L'outil n'est jamais vraiment le problème
Changer de plateforme ne corrigera pas un processus défaillant
Il y a un schéma que Melody MacKeand, fondatrice de Melody MacKeand Consulting, voit sans cesse dans les agences : quand quelque chose ne fonctionne pas, le réflexe est de blâmer le logiciel et d’en chercher un autre. Selon elle, c’est une erreur.
« Je vois beaucoup d’agences changer de plateforme chaque année en espérant qu’elle réglera leur processus », dit-elle. « En réalité, n’importe quel outil peut être utile ou nuisible. Donc tout dépend vraiment des structures et systèmes que vous mettez en place, puis l’outil vient les soutenir. » Selon MacKeand, l’outil n’est jamais la cause principale — et le changer sans réparer les fondations ne fait que déplacer le problème ailleurs.

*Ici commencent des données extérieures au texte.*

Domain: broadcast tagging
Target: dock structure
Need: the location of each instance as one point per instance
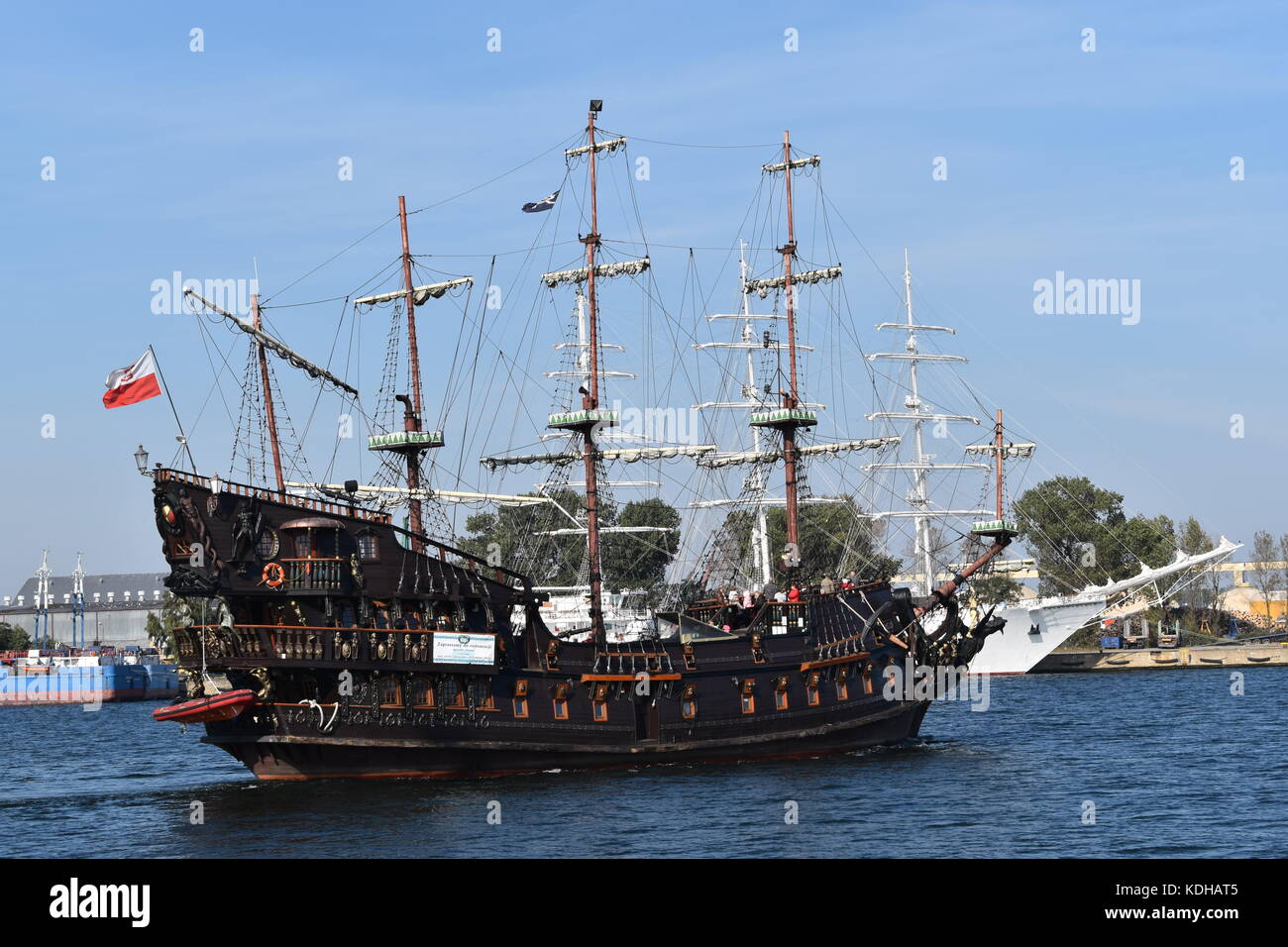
(1274, 654)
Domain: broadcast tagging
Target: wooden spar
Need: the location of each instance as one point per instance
(590, 402)
(257, 320)
(790, 399)
(944, 591)
(412, 406)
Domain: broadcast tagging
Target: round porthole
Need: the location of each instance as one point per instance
(267, 544)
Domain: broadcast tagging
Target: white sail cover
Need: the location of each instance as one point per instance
(761, 287)
(868, 444)
(1008, 450)
(369, 491)
(627, 455)
(278, 348)
(583, 273)
(419, 295)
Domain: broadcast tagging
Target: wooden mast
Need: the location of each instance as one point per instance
(790, 398)
(1001, 534)
(590, 401)
(411, 406)
(997, 434)
(257, 320)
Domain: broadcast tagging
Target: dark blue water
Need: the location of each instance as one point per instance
(1172, 762)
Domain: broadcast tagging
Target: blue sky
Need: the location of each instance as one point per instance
(1113, 163)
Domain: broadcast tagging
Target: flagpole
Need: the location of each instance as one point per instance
(178, 423)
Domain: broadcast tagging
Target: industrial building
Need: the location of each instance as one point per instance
(116, 607)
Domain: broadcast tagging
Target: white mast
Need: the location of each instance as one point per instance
(78, 602)
(43, 598)
(751, 401)
(922, 463)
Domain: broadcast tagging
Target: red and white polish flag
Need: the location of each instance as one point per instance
(133, 384)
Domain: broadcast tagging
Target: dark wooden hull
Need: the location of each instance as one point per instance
(312, 757)
(369, 659)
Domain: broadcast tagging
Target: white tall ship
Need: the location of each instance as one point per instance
(1037, 626)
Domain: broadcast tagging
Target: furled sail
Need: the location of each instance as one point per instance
(868, 444)
(761, 287)
(583, 273)
(419, 294)
(627, 455)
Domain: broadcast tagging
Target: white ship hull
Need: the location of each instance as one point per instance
(1033, 630)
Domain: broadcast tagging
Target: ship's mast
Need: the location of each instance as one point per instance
(921, 552)
(43, 600)
(760, 540)
(257, 321)
(790, 398)
(921, 464)
(1001, 453)
(412, 407)
(590, 401)
(78, 603)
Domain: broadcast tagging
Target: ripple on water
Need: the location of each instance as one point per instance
(1171, 762)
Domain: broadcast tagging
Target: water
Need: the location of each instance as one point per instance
(1173, 763)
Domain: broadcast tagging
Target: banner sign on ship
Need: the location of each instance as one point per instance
(455, 648)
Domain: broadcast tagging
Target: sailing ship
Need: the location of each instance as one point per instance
(1033, 628)
(376, 650)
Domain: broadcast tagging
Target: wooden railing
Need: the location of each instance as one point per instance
(314, 575)
(445, 553)
(254, 644)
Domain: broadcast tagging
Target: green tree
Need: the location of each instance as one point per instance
(639, 561)
(514, 538)
(1265, 571)
(996, 587)
(1203, 594)
(1080, 535)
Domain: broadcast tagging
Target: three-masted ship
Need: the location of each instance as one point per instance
(369, 648)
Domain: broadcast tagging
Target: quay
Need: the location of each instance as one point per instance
(1271, 654)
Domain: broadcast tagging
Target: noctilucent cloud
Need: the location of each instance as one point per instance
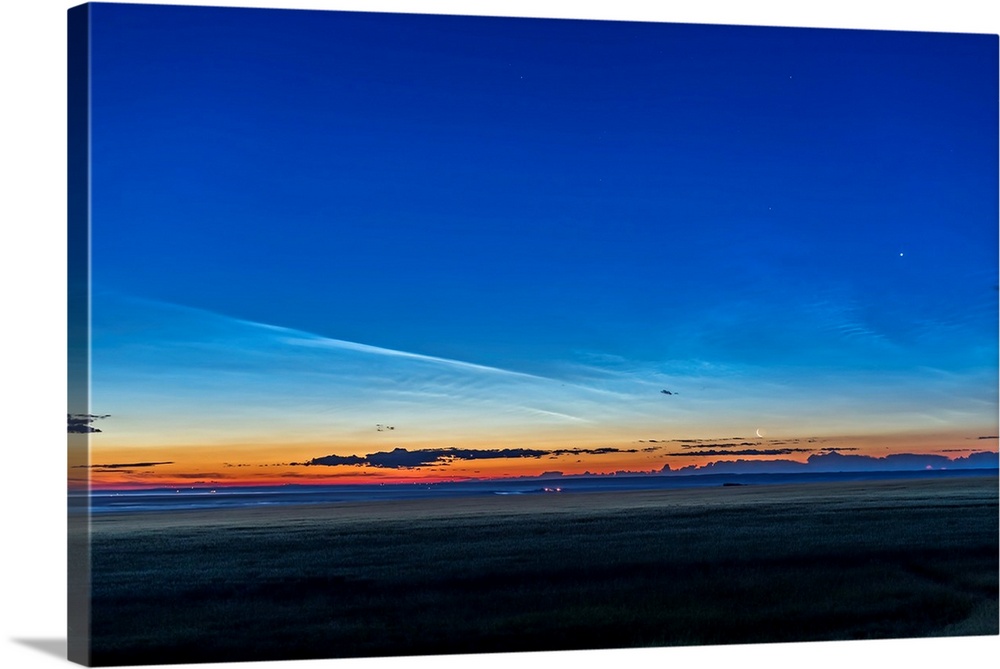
(328, 237)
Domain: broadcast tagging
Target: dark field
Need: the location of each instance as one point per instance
(830, 561)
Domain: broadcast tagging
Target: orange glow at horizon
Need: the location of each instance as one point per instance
(225, 465)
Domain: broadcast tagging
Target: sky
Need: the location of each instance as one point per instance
(333, 246)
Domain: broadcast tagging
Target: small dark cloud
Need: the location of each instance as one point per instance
(401, 458)
(202, 475)
(748, 451)
(80, 423)
(126, 465)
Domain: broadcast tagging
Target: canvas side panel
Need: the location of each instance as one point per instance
(78, 335)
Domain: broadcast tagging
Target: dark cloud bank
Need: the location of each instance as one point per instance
(400, 458)
(834, 461)
(830, 461)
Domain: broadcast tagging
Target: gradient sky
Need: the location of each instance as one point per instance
(475, 247)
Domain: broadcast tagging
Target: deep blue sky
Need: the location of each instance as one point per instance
(550, 196)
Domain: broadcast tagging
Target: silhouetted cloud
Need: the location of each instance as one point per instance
(124, 465)
(747, 451)
(834, 461)
(80, 423)
(401, 458)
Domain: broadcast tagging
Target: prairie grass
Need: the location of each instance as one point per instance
(832, 561)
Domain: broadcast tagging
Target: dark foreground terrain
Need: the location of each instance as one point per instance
(740, 564)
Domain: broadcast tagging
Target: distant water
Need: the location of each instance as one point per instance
(181, 499)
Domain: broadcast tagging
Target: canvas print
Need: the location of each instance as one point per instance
(399, 334)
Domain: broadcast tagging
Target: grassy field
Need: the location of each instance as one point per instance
(549, 572)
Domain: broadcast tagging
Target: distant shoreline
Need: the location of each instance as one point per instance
(260, 498)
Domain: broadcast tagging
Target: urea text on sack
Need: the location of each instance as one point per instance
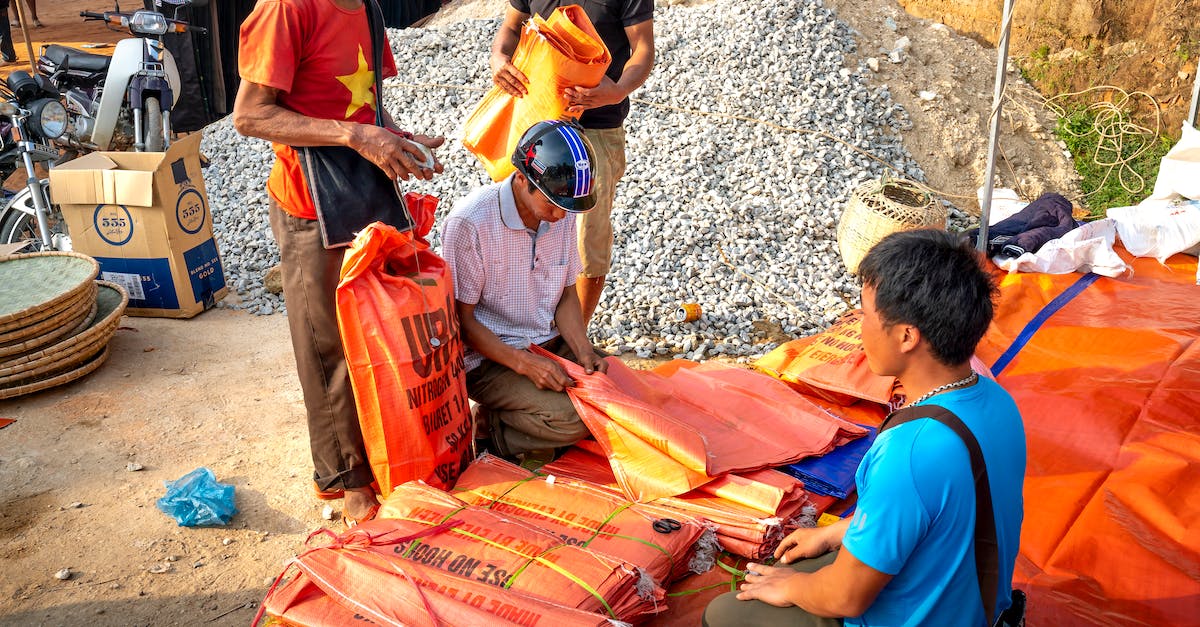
(497, 607)
(420, 327)
(545, 512)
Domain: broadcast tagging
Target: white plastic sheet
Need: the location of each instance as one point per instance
(1087, 249)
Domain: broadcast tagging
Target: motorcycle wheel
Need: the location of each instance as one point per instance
(18, 222)
(153, 131)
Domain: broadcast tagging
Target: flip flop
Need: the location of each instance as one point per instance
(351, 523)
(328, 495)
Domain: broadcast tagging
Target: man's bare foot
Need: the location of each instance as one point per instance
(359, 502)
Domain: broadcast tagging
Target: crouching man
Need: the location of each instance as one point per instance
(511, 249)
(907, 556)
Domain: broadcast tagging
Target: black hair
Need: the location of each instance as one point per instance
(935, 281)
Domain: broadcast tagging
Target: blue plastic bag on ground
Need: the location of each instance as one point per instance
(833, 473)
(197, 499)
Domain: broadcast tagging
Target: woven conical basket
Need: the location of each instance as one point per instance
(880, 208)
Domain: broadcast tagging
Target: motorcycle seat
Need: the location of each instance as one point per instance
(76, 59)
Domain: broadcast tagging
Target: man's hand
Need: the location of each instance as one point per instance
(545, 372)
(394, 154)
(767, 584)
(508, 77)
(804, 543)
(593, 363)
(582, 99)
(431, 143)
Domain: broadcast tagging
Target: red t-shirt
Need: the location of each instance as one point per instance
(318, 55)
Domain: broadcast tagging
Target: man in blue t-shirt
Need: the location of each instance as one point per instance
(907, 554)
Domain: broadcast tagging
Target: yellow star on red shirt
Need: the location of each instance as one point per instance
(359, 83)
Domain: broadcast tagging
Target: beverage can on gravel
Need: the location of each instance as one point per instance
(688, 312)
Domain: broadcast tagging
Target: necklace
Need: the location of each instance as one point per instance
(960, 383)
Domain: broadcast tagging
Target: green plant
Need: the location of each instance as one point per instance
(1117, 168)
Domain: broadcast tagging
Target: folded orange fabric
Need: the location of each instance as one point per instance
(666, 435)
(556, 53)
(509, 553)
(750, 531)
(666, 543)
(346, 584)
(831, 365)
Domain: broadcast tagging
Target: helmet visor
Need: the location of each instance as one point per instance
(569, 185)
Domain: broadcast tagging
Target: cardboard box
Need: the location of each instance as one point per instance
(145, 218)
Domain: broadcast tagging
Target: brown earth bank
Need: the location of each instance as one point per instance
(220, 390)
(1067, 46)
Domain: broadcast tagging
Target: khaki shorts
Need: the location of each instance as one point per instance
(595, 226)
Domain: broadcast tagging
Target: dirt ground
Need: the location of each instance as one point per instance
(220, 390)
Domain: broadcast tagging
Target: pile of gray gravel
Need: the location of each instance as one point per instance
(697, 180)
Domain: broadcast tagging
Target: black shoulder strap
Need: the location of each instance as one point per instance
(378, 40)
(987, 547)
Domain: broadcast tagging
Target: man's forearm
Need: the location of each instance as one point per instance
(283, 126)
(485, 342)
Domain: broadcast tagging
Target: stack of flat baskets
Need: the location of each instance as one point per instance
(55, 320)
(880, 208)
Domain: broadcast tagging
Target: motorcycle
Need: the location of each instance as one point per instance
(124, 101)
(31, 118)
(82, 102)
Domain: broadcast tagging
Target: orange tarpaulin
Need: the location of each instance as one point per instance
(669, 434)
(555, 54)
(400, 329)
(1107, 375)
(829, 365)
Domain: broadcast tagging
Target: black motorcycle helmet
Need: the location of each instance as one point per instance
(557, 159)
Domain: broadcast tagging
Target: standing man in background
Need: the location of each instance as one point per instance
(306, 79)
(627, 28)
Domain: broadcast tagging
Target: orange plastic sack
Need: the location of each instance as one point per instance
(1107, 375)
(555, 54)
(753, 531)
(347, 584)
(396, 315)
(667, 435)
(510, 553)
(831, 365)
(660, 541)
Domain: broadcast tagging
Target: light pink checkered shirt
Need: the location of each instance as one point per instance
(514, 275)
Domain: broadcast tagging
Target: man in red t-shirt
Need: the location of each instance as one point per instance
(306, 79)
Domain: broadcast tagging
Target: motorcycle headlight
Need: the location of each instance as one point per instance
(148, 23)
(49, 118)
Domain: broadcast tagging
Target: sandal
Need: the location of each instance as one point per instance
(351, 523)
(327, 495)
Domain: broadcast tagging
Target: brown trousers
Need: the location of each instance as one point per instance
(310, 291)
(522, 417)
(727, 611)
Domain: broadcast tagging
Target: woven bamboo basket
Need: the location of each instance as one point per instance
(57, 380)
(39, 281)
(87, 293)
(69, 353)
(52, 328)
(880, 208)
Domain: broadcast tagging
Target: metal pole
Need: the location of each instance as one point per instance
(22, 12)
(1195, 96)
(997, 100)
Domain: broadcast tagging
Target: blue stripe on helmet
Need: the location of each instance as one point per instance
(579, 153)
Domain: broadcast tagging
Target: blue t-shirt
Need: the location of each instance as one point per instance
(916, 511)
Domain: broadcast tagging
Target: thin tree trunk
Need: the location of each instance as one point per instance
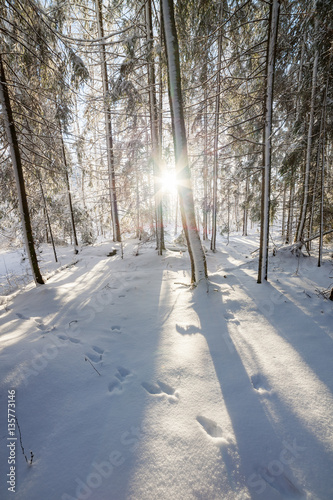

N’importe quel outil peut être utile ou nuisible. Donc tout dépend vraiment des structures et systèmes que vous mettez en place, puis l’outil vient les soutenir
Un bon chef de projet peut travailler avec n’importe quel outil
Cette logique s’applique également aux praticiens individuels. Sabrina Di Paulo, fondatrice et consultante principale chez Celeste Consulting Inc., s’oppose à l’idée que le bon logiciel pourrait sauver un projet en difficulté.
« Je pense qu’en tant que chefs de projet, nous croyons qu’un outil peut nous sauver », dit-elle, « mais encore une fois, selon moi, l’une des compétences principales c’est l’adaptabilité et vous devriez savoir utiliser presque n’importe quel outil. »
Jeremiah Hammon, formateur en leadership et gestion de projet chez Project Revolution, va encore plus loin et affirme que la quête du meilleur logiciel détourne souvent de la vraie compétence. « Beaucoup d’entre nous cherchent sans cesse le dernier outil à la mode sans réaliser que, si nous comprenons comment orchestrer tout cela, alors n’importe quel outil fonctionne pour nous », dit-il. « Mettez-moi sur Asana, mettez-moi sur Jira, mettez-moi sur ce que vous voulez… Les mêmes méthodes s’appliquent. »
L’outil ne fait pas le chef de projet
Les logiciels de gestion de projet continueront d’évoluer — de nouvelles plateformes seront lancées, les existantes élargiront leurs fonctionnalités, et le débat autour du « meilleur » outil se poursuivra sur tous les fils Slack et les sections de commentaires LinkedIn.
Mais les chefs de projet que nous avons interrogés n’attendent pas la solution parfaite qui viendra tout résoudre. Ils ont déjà compris que le travail aboutit grâce à la réflexion, à l’adaptabilité et aux systèmes qui les soutiennent — pas à l’outil affiché à l’écran. L’outil n’est qu’un outil.